I am trying to do a linear regression which takes some physical measurements and then predicts various Physical values. One of these Physical values is a complex number, so I am trying to split it into two and predict the magnitude and phase seperately.
I need to constrain the magnitude to between 0 and 1. In my case the only possible values of magnitude are between zero and one. Allowing the network to predict values out of this range unlocks a range of degenerate solutions and as such the network gets nowhere near true predictions.

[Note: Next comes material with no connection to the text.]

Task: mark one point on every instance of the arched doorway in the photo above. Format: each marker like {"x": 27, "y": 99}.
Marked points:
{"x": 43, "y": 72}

To constrain this I have applied a sigmoid activation function to the output for the magnitude. This sometimes works. However, the true values for the magnitude are quite near zero (order 10^{-4}, which means they are near the tail of the sigmoid. This sometimes leads to the loss and gradients becoming NaN after 100 or so epochs. Is there a better approach to predicting complex numbers, or constraining outputs of regression problems?
I have tried lowering the learning rate, increasing batch size, and used various different archetectures but have had no luck. I have also tried solving the problem without constraining the output neuron with the sigmoid function but this makes the problem so degenerate that the network cannot get close to the correct solution. I have also tried transforming the magnitude to be larger (ie close to 0.5) and then transforming it back later.
For context, my loss function is
$$L = \frac{1}{n} \sum^n_i (f_{true} - f(a_{pred}, b_{pred}, |c_{pred}|, c_{pred}^{\phi})^2$$
where $f_{true})$ is something that we know, $a$ and $b$ are things that we are trying to predict and $c$ is the complex number that we are trying to predict.